Goodpasture's disease presenting with acute renal failure

A 15-year-old boy was admitted for vomiting, diarrhea, fatigue, crampy abdominal pain and oliguria. A renal failure was diagnosed (creatinine 2523 μmol/, urea 53,1 mmol/l) with severe aregenerative anemia (80 g/l), metabolic acidosis, hyperkalemia, elevated inflammatory markers and normal platelet count. A nephrotic proteinuria was noticed (350 g/mol). Patient's creatinine was normal 4 months before. The diagnosis of rapidly progressive glomerulonephritis was suspected. C3 and C4 were normal, ANA and ANCA were negative; anti-glomerular basement membrane antibody (anti-GBM) was positive (1/320) which lead to the diagnosis of Goodpasture's disease. Chest X-ray showed bilateral hilar infiltration and CT-scan revealed multiple alveolar haemorrhages, confirmed by broncho-alveolar lavage. Renal ultrasound showed swollen and hyperechogenous kidneys with loss of corticomedullary differentiation. Renal biopsy revealed a global extracapillary necrotising glomerulonephritis, with IgG lining the membrane at immunofluorescence. The patient was treated with continuous venovenous hemodia- filtration, plasmapheresis and immunosuppressive therapy (cyclophosphamid and corticoids) which lead to normalisation of anti-GBM level and favourable respiratory evolution with no sequelae.

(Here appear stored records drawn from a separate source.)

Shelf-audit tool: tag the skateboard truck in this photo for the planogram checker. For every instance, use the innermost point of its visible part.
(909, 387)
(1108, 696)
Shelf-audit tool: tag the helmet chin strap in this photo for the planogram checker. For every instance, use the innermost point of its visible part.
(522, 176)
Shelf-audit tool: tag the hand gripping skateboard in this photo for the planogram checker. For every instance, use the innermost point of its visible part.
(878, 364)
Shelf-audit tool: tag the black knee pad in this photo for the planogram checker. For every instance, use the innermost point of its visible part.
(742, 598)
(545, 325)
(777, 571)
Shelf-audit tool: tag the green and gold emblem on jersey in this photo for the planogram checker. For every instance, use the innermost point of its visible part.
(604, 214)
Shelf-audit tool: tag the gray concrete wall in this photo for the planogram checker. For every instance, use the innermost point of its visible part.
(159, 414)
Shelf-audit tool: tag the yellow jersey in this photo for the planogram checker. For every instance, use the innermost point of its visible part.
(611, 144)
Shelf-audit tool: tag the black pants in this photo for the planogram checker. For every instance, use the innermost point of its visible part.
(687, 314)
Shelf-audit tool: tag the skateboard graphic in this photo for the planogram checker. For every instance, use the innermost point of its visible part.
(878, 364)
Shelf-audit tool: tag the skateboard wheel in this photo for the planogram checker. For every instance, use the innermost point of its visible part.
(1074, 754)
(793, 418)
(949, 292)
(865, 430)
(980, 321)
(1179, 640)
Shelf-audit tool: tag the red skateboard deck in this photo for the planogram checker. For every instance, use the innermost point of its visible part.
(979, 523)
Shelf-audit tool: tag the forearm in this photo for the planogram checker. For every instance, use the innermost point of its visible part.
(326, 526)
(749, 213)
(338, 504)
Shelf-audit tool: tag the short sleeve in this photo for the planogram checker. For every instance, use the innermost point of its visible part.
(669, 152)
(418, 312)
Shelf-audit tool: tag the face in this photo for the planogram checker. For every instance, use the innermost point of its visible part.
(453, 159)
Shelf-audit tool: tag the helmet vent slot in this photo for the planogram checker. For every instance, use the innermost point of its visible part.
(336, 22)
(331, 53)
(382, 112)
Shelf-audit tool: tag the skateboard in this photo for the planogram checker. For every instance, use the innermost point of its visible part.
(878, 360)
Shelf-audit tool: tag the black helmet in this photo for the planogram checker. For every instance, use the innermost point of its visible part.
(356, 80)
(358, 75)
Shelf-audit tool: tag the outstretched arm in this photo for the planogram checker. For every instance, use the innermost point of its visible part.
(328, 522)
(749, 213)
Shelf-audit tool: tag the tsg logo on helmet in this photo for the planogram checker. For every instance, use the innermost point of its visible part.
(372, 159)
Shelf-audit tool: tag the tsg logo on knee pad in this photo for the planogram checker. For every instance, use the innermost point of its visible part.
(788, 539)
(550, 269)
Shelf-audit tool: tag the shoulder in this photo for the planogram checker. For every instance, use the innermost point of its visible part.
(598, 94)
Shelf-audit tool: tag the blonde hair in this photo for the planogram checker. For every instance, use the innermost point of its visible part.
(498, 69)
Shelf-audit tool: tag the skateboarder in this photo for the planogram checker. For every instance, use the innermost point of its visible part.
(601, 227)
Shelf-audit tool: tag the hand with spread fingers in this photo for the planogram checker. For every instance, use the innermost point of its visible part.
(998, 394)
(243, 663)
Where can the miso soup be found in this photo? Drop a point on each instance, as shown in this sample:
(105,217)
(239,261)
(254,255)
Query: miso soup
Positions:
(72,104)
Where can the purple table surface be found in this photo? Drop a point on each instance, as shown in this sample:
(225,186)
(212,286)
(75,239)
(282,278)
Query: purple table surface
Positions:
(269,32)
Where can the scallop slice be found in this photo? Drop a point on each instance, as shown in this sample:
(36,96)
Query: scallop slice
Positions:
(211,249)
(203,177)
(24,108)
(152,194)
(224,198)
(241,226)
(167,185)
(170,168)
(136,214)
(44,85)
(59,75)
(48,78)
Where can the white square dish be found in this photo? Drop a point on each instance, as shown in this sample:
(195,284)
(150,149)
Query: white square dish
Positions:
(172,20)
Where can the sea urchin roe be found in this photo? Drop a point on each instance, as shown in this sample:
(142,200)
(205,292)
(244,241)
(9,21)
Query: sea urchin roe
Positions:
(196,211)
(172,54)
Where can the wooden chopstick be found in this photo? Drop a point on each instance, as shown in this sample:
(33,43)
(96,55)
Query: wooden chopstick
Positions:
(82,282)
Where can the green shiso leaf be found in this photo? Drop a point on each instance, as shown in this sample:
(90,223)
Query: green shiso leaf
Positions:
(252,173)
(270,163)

The renal evolution was unfavourable and the patient developed end stage renal disease and was treated with haemodialysis. Goodpasture's disease is an autoimmune process in which anti-GBM are produced against collagen IV present in the kidneys and pulmonary alveolae, resulting in acute or rapidly progressive glomerulonephritis and altering the pulmonary alveolae. It is a rare disease concerning mostly infants and young adults. Clinical presentation consists in an acute renal failure with proteinuria. Pulmonary symptoms (60-70% of the total cases) are dyspnea, cough, and haemoptysis. Diagnosis is made with the dosage of immunological anti-GBM and with renal biopsy. Factors of poor prognosis are initial oliguria, alteration of >50% of the glomerulus, very high creatinine or need of dialysis. Anti-GBM dosage is used for follow up. Patients are treated with immunosuppressive therapy for 6 to 9 months and plasmapheresis. Few recurrences are seen. Goodpasture's disease should be evoqued whenever a young patient is seen with glomerulonephritis, especially if pulmonary abnormalities are present. The disease requires an aggressive treatment in order to prevent respiratory and kidney failure.